Tchaikovsky
"1812"Overture, Op.49
チャイコフスキー
大序曲「1812年」
シンシナティ交響楽団:エリック・カンセル指揮


 「作品の」よりも「録音の」評価が先に出ちゃってるのがここで紹介する本盤。まずは「録音の」に行くそのまえに曲の由来を(笑)。
 この大序曲1812年の「1812」はナポレオンがロシア侵攻の年。そのフランス軍のロシア侵攻〜ロシア軍の頑強な抵抗と飢えと寒さで敗退〜ロシアの勝利を描かれています。フランス国歌、ロシア国歌の明解な引用とメロディの良さでとても楽しく聴けるのですが、一番の売りは曲中の「大砲の発射」。初演のさいは実際に発射されたらしいです(ライブ盤なんかではテープ、シンセを使用したりしている場合もあります。)
 作曲家本人はこの作品にそれ程の思い入れは無いらしいのですが、そんな「やっつけ」のようにいい加減に作ったからかなぁ(想像)、あまり考えないで作ったからかも知れません(あくまで想像)、そのために逆に良い仕上がりになっちゃってわかりやすいし面白いから初演以来、一般的な人気は異常にある作品になってしまいました。浮世とは不条理なものです。

 本盤を製作した「テラーク」というレーベルは独自のデジタル録音で有名なレーベルで、この作品の一番の売りである「大砲の発射」音の録音に際し、現代の大砲でなく、あえて19世紀当時の大砲を使い、色々な弾頭を発射してデジタル録音したとの事。さらにロシアの勝利を告げる鐘の音も入れ、デジタル編集。良い感じで入ってるんですよ、ボコンボコンとガランガランが!実際に録音中に発射したかの様な上手い編集、そしてデジタル録音による臨場感。

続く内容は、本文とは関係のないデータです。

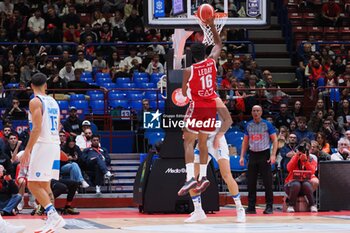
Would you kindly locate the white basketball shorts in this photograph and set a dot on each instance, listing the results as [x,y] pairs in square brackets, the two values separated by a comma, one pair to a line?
[221,153]
[44,162]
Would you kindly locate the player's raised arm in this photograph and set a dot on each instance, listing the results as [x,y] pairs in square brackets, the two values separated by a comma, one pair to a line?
[216,50]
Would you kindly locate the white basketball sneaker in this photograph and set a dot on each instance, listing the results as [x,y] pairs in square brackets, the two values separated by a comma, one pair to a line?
[196,216]
[240,215]
[54,221]
[6,227]
[290,209]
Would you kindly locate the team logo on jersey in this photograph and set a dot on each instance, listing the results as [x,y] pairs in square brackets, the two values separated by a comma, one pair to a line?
[151,120]
[178,98]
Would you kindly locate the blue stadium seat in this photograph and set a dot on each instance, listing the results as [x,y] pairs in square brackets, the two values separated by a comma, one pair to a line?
[119,103]
[101,81]
[134,96]
[108,85]
[235,166]
[142,75]
[73,97]
[140,79]
[136,105]
[86,74]
[155,77]
[96,96]
[154,136]
[235,138]
[97,106]
[127,85]
[12,85]
[80,104]
[63,104]
[115,94]
[93,92]
[102,75]
[123,80]
[146,85]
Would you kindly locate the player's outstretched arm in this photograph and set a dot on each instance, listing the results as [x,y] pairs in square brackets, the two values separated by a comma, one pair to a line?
[185,77]
[216,50]
[226,121]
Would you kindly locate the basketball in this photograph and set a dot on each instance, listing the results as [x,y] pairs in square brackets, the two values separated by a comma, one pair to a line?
[205,11]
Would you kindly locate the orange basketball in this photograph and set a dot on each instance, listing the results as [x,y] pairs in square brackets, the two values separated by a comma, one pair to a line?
[205,11]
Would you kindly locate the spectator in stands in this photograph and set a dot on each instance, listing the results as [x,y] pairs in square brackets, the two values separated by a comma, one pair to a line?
[343,116]
[69,161]
[11,76]
[15,112]
[283,118]
[110,5]
[88,32]
[99,63]
[288,151]
[71,35]
[297,110]
[133,20]
[72,123]
[320,154]
[330,14]
[316,72]
[82,63]
[97,18]
[155,66]
[237,71]
[11,148]
[84,139]
[118,21]
[322,142]
[28,70]
[55,81]
[343,150]
[303,61]
[301,132]
[71,19]
[7,7]
[296,187]
[53,19]
[316,122]
[127,61]
[9,197]
[97,160]
[67,72]
[36,26]
[332,136]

 本盤以前は録音や編集が(なんとかしようと頑張っているものの)しょぼいモノが多かったので大砲の迫力が伝わってこなかったのが、ここではその迫力が見事に再現されています。ただ、その事のみがこの作品を製作した評価対象になっっちゃったりしてしまうのがちょみっと哀しい出来事。でもお茶受け盤としては最適です、ぜひ御一聴を。